Anonymous 0 Comments

Because they were lit by a beam of electrons, and the aiming mechanism is a powerful magnet. Having the screen equally distant from the beam point was the best way to get it focused on the screen.

I realize this isn’t “ELI5” ish, but….I couldn’t think of a way to explain it better.

Anonymous 0 Comments

Becuase they were lit by a cathode tube. (CRT = Cathode ray tube) which needs a convex end-point. remember the “degauss” button on CRT’s, and [this](https://en.wikipedia.org/wiki/Degaussing#/media/File:Degauss-in-progress_at_Dell-Trinitron-monitor.jpg) happened. sometimes pixels got stuck due to magnetic aberrations. the convex screen was necessary at the time for CRT to work.

Anonymous 0 Comments

Imagine standing at a fixed point in a road, with a hose in your hand that can project water. A little way ahead of you is a large wall, and your job is to ensure that every spot of that wall is hit by the water. However you are not allowed to move from where you stand, all you can do is swivel left or right, up or down.

So acting like this you can indeed get the hose to point at every part of the wall, but the corners of the wall (which are further away from you) are going to get a weaker splosh, and it will take slightly longer for the hose water to actually hit them because the distance is longer.

A CRT operates in a similar fashion. The “hose of water” is actually a beam of energised particles and instead of swivelling the cathode, electromagnets are used to bend the direction of the beam. But the important point is that all those particles come from a fixed point (the cathode, which is the “C” in CRT).

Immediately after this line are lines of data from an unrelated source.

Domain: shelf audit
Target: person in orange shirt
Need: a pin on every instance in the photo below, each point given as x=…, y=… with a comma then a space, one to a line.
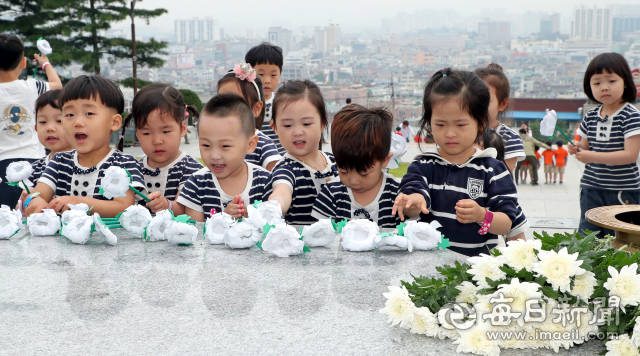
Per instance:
x=549, y=170
x=561, y=161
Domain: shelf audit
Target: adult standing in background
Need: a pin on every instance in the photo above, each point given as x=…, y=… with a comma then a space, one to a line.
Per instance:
x=530, y=155
x=406, y=131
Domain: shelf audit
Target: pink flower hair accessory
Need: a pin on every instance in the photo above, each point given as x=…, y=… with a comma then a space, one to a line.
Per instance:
x=244, y=71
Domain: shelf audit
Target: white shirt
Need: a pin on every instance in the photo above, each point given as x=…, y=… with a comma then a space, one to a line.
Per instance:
x=18, y=137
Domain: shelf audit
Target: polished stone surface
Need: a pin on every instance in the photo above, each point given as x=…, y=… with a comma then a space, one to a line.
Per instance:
x=154, y=298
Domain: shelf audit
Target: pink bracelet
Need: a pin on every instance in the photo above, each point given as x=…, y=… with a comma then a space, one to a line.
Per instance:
x=486, y=223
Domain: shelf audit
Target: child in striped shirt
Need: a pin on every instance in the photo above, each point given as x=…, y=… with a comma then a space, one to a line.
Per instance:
x=610, y=139
x=91, y=111
x=466, y=189
x=361, y=142
x=250, y=89
x=226, y=133
x=158, y=111
x=300, y=116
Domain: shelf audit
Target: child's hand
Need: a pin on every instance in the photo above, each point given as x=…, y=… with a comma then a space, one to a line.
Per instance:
x=158, y=202
x=468, y=211
x=585, y=157
x=412, y=205
x=35, y=206
x=40, y=58
x=61, y=204
x=236, y=208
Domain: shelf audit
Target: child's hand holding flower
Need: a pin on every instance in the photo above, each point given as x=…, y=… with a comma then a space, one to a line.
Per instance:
x=468, y=211
x=236, y=208
x=158, y=202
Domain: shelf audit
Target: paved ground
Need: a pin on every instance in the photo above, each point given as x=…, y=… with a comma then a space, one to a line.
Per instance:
x=557, y=203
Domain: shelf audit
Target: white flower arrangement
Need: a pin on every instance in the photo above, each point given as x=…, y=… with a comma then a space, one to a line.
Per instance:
x=558, y=268
x=423, y=236
x=115, y=182
x=10, y=222
x=75, y=210
x=242, y=234
x=181, y=233
x=19, y=172
x=102, y=229
x=283, y=240
x=216, y=226
x=78, y=230
x=135, y=219
x=320, y=233
x=360, y=235
x=267, y=212
x=45, y=223
x=624, y=284
x=399, y=241
x=155, y=231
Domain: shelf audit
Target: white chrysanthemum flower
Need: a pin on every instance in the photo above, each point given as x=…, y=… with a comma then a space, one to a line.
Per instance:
x=102, y=229
x=398, y=149
x=486, y=266
x=181, y=233
x=135, y=219
x=320, y=233
x=467, y=293
x=75, y=210
x=398, y=307
x=267, y=212
x=394, y=240
x=20, y=172
x=158, y=225
x=423, y=236
x=558, y=268
x=242, y=235
x=622, y=346
x=624, y=284
x=360, y=235
x=283, y=241
x=584, y=285
x=216, y=226
x=115, y=182
x=424, y=322
x=635, y=336
x=475, y=340
x=43, y=224
x=520, y=254
x=78, y=230
x=10, y=222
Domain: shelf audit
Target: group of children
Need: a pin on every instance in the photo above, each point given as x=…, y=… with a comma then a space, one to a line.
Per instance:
x=257, y=143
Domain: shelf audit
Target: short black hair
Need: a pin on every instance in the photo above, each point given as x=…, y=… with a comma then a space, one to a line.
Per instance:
x=91, y=87
x=11, y=52
x=228, y=104
x=48, y=98
x=613, y=63
x=265, y=53
x=372, y=127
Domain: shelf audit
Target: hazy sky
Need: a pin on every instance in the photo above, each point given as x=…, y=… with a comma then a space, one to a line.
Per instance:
x=349, y=14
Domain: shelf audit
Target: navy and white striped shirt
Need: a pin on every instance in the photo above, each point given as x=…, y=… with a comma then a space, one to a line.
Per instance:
x=482, y=178
x=305, y=184
x=265, y=153
x=609, y=136
x=171, y=178
x=203, y=192
x=513, y=146
x=266, y=126
x=38, y=168
x=337, y=201
x=68, y=178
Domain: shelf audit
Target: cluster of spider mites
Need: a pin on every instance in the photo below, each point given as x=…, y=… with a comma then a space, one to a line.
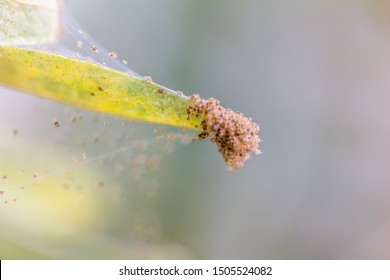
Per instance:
x=235, y=135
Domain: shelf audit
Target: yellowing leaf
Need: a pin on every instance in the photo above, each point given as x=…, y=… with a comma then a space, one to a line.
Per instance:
x=90, y=86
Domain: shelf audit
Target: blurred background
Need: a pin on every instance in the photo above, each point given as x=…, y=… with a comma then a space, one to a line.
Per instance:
x=313, y=74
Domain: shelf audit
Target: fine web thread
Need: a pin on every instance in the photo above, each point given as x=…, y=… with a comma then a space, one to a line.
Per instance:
x=78, y=44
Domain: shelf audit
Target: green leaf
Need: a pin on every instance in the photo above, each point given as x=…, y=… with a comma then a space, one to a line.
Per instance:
x=29, y=22
x=95, y=87
x=90, y=86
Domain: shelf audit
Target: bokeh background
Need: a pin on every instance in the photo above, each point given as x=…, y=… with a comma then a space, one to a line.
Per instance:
x=313, y=74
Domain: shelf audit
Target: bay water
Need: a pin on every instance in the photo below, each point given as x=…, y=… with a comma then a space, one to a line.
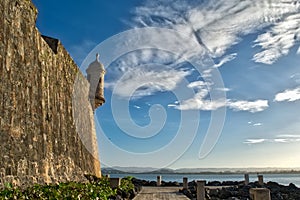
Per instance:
x=284, y=179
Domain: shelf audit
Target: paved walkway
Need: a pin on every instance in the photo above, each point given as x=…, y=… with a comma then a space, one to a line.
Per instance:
x=158, y=193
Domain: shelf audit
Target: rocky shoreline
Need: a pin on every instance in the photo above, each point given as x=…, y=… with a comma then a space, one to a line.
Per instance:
x=229, y=190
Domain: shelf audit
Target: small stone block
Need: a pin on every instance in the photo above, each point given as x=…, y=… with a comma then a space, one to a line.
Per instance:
x=260, y=194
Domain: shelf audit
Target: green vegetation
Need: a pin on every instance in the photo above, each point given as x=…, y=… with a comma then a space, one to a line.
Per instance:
x=96, y=189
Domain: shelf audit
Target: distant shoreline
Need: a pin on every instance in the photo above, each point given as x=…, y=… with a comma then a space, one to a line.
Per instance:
x=205, y=173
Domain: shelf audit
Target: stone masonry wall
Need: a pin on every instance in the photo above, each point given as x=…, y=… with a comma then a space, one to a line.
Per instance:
x=40, y=141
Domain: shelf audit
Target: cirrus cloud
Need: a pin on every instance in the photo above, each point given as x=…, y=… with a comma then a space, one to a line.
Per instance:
x=288, y=95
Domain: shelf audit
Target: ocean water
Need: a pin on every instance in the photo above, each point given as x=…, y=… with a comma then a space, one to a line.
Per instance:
x=284, y=179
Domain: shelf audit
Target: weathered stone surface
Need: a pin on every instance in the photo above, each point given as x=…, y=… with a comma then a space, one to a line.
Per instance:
x=39, y=136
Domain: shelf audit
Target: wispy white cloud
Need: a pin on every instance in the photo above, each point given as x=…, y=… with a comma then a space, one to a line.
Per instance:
x=137, y=107
x=226, y=59
x=278, y=139
x=277, y=41
x=200, y=101
x=219, y=24
x=254, y=141
x=142, y=82
x=288, y=95
x=223, y=89
x=257, y=124
x=251, y=106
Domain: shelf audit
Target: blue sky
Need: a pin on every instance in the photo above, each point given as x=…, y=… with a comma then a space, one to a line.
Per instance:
x=160, y=106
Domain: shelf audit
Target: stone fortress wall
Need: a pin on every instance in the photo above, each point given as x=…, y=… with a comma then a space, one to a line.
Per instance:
x=40, y=137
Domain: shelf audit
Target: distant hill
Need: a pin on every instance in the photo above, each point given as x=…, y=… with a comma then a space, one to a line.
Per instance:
x=150, y=170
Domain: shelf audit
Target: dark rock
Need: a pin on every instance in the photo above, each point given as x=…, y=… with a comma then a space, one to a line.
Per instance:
x=214, y=183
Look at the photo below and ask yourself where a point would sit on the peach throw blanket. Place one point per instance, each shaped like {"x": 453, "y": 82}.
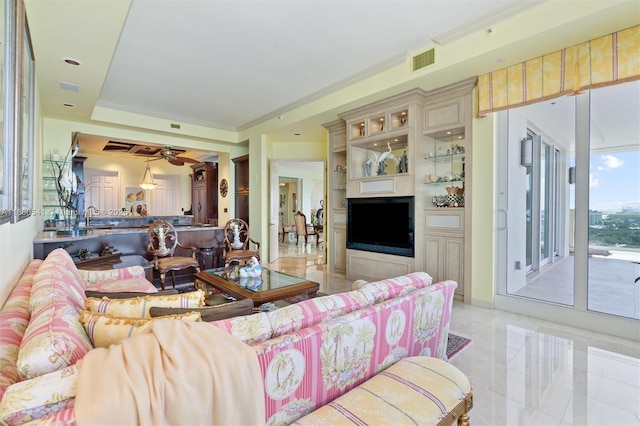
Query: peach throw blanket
{"x": 179, "y": 373}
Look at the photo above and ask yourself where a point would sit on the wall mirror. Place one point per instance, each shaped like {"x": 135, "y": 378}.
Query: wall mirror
{"x": 23, "y": 134}
{"x": 5, "y": 137}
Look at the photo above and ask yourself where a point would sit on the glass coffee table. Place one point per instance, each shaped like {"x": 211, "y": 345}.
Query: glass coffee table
{"x": 271, "y": 286}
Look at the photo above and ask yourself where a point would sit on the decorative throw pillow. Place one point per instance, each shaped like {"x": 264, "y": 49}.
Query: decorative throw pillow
{"x": 126, "y": 294}
{"x": 210, "y": 313}
{"x": 138, "y": 307}
{"x": 105, "y": 330}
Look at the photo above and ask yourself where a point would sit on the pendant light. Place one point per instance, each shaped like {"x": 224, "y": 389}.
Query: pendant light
{"x": 147, "y": 179}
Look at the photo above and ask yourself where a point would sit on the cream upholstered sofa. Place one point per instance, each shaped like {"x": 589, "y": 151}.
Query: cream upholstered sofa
{"x": 41, "y": 337}
{"x": 309, "y": 353}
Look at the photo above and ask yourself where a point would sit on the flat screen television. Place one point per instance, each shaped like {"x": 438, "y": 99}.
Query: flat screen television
{"x": 381, "y": 224}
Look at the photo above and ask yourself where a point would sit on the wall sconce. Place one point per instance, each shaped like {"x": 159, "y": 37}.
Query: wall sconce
{"x": 526, "y": 152}
{"x": 147, "y": 179}
{"x": 572, "y": 175}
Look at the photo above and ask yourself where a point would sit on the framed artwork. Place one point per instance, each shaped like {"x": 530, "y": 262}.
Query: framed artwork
{"x": 24, "y": 111}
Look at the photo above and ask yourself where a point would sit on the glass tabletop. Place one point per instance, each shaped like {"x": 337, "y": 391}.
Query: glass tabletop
{"x": 269, "y": 280}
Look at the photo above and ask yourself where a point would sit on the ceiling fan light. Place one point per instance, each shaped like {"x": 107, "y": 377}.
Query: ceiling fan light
{"x": 147, "y": 179}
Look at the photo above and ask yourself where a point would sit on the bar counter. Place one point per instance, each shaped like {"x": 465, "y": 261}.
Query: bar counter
{"x": 133, "y": 241}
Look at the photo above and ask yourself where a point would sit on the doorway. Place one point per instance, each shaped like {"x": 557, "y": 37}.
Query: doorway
{"x": 297, "y": 185}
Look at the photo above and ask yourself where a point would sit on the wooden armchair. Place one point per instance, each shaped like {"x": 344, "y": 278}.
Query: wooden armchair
{"x": 303, "y": 229}
{"x": 237, "y": 243}
{"x": 163, "y": 241}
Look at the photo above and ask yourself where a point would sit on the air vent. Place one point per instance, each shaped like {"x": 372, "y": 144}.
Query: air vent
{"x": 117, "y": 146}
{"x": 424, "y": 59}
{"x": 69, "y": 86}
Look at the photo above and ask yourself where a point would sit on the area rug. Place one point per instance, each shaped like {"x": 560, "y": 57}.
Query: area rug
{"x": 455, "y": 345}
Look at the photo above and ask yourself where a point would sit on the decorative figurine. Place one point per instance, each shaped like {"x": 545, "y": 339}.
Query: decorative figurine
{"x": 404, "y": 163}
{"x": 253, "y": 270}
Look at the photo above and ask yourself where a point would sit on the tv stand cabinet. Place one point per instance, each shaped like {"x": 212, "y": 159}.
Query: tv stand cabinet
{"x": 416, "y": 124}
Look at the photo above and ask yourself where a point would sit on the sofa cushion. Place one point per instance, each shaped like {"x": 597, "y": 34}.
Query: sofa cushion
{"x": 126, "y": 294}
{"x": 14, "y": 319}
{"x": 416, "y": 390}
{"x": 105, "y": 330}
{"x": 210, "y": 313}
{"x": 250, "y": 329}
{"x": 56, "y": 279}
{"x": 125, "y": 284}
{"x": 54, "y": 338}
{"x": 30, "y": 400}
{"x": 398, "y": 286}
{"x": 96, "y": 277}
{"x": 312, "y": 311}
{"x": 138, "y": 307}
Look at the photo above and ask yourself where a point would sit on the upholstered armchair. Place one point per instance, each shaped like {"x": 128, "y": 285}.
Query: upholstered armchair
{"x": 163, "y": 241}
{"x": 238, "y": 246}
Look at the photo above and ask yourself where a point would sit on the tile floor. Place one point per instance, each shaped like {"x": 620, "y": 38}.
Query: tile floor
{"x": 524, "y": 371}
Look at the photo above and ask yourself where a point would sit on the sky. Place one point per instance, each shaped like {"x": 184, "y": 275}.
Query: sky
{"x": 614, "y": 181}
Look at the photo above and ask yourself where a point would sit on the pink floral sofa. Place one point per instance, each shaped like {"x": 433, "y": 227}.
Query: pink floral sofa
{"x": 41, "y": 337}
{"x": 312, "y": 352}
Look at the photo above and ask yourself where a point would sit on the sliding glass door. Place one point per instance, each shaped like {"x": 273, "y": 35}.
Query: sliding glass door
{"x": 572, "y": 235}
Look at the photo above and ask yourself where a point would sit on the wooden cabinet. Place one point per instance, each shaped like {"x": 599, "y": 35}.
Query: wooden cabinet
{"x": 242, "y": 187}
{"x": 204, "y": 195}
{"x": 336, "y": 238}
{"x": 446, "y": 150}
{"x": 444, "y": 246}
{"x": 381, "y": 140}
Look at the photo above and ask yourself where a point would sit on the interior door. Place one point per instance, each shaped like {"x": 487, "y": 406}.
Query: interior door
{"x": 102, "y": 191}
{"x": 274, "y": 200}
{"x": 164, "y": 199}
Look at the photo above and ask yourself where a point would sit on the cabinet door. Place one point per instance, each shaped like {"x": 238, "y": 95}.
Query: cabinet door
{"x": 444, "y": 115}
{"x": 199, "y": 203}
{"x": 242, "y": 173}
{"x": 433, "y": 257}
{"x": 453, "y": 261}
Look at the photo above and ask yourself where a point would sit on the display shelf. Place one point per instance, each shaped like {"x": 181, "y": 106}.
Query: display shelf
{"x": 445, "y": 158}
{"x": 376, "y": 125}
{"x": 377, "y": 158}
{"x": 442, "y": 182}
{"x": 357, "y": 130}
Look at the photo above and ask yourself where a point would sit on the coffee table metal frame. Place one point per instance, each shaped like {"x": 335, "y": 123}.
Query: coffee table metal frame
{"x": 263, "y": 295}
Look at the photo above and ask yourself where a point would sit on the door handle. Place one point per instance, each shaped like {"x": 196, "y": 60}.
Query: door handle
{"x": 502, "y": 214}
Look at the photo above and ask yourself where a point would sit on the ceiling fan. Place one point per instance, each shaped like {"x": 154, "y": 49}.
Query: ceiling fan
{"x": 171, "y": 156}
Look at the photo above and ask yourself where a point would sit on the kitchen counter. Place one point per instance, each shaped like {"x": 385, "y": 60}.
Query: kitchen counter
{"x": 49, "y": 236}
{"x": 133, "y": 241}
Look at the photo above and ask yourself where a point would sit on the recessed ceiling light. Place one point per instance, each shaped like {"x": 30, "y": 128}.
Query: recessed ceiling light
{"x": 72, "y": 61}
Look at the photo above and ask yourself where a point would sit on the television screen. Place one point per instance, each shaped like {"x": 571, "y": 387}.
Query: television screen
{"x": 382, "y": 224}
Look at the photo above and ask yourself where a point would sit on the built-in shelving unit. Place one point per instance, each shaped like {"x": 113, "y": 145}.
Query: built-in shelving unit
{"x": 415, "y": 144}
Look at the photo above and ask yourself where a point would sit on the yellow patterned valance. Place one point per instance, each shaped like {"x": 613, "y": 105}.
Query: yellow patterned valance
{"x": 611, "y": 59}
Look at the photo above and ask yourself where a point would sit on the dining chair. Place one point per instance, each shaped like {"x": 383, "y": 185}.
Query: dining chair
{"x": 303, "y": 229}
{"x": 237, "y": 244}
{"x": 163, "y": 241}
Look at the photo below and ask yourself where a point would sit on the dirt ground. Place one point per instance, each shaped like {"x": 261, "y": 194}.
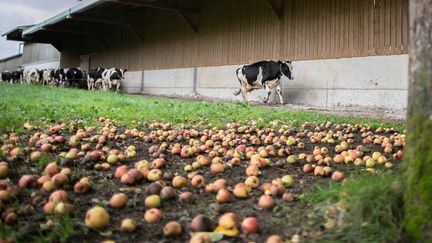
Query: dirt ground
{"x": 286, "y": 218}
{"x": 396, "y": 115}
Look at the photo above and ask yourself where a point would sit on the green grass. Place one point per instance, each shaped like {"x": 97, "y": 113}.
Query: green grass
{"x": 373, "y": 203}
{"x": 36, "y": 104}
{"x": 372, "y": 208}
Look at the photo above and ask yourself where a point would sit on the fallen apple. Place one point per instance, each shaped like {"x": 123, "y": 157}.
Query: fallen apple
{"x": 249, "y": 225}
{"x": 97, "y": 218}
{"x": 153, "y": 215}
{"x": 172, "y": 228}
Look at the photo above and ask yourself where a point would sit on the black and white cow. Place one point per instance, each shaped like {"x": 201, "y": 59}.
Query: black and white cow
{"x": 47, "y": 76}
{"x": 94, "y": 78}
{"x": 6, "y": 77}
{"x": 264, "y": 74}
{"x": 112, "y": 76}
{"x": 73, "y": 77}
{"x": 59, "y": 76}
{"x": 17, "y": 76}
{"x": 33, "y": 75}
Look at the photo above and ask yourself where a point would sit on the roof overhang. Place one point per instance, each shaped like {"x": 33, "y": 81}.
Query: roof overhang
{"x": 94, "y": 17}
{"x": 10, "y": 57}
{"x": 15, "y": 34}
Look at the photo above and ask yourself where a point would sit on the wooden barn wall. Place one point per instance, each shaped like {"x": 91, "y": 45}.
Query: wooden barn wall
{"x": 34, "y": 53}
{"x": 244, "y": 31}
{"x": 10, "y": 64}
{"x": 316, "y": 29}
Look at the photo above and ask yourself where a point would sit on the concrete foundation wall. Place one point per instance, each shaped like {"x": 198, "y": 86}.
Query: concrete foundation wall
{"x": 376, "y": 81}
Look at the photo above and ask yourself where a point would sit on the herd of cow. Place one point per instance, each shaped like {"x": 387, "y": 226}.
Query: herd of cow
{"x": 105, "y": 79}
{"x": 259, "y": 75}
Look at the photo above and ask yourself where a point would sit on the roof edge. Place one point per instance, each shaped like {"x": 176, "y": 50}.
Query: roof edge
{"x": 63, "y": 15}
{"x": 10, "y": 57}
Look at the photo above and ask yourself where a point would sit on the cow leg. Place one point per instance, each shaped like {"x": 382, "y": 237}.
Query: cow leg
{"x": 279, "y": 91}
{"x": 244, "y": 92}
{"x": 268, "y": 90}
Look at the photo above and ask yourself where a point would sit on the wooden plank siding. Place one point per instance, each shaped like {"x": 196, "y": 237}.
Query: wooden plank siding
{"x": 344, "y": 28}
{"x": 243, "y": 31}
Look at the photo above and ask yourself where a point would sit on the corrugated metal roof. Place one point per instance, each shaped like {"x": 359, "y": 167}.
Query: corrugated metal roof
{"x": 63, "y": 15}
{"x": 10, "y": 57}
{"x": 22, "y": 27}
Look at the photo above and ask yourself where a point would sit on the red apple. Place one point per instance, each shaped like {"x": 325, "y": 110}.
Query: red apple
{"x": 249, "y": 225}
{"x": 153, "y": 215}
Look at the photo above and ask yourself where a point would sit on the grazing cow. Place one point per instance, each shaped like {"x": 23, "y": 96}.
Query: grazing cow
{"x": 33, "y": 76}
{"x": 73, "y": 77}
{"x": 47, "y": 75}
{"x": 6, "y": 77}
{"x": 94, "y": 77}
{"x": 264, "y": 74}
{"x": 58, "y": 75}
{"x": 17, "y": 76}
{"x": 112, "y": 76}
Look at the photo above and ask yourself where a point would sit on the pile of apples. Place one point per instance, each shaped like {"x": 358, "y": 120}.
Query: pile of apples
{"x": 320, "y": 150}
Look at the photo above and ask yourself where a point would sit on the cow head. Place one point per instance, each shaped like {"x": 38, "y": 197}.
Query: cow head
{"x": 286, "y": 69}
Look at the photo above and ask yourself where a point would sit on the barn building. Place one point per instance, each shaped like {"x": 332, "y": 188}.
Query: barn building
{"x": 346, "y": 53}
{"x": 34, "y": 55}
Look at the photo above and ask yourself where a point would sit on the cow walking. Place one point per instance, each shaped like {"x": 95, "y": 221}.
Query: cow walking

If the inside of the screen that they’re being beamed at is flat, they have the same problem as you had with the hose: the corners of the screen are further away so the particles take longer to reach it and have less energy when they arrive. This would manifest itself as colour-washout in the corners of the screen.

Of course the perfect solution to this would be for the screen to be hemispherical, because then all parts of it are literally the same distance from the cathode emitter. But that’s not very practical for humans to watch, so manufacturers compromised by making the screen somewhat curved, which reduces the corner colour fade to acceptable levels.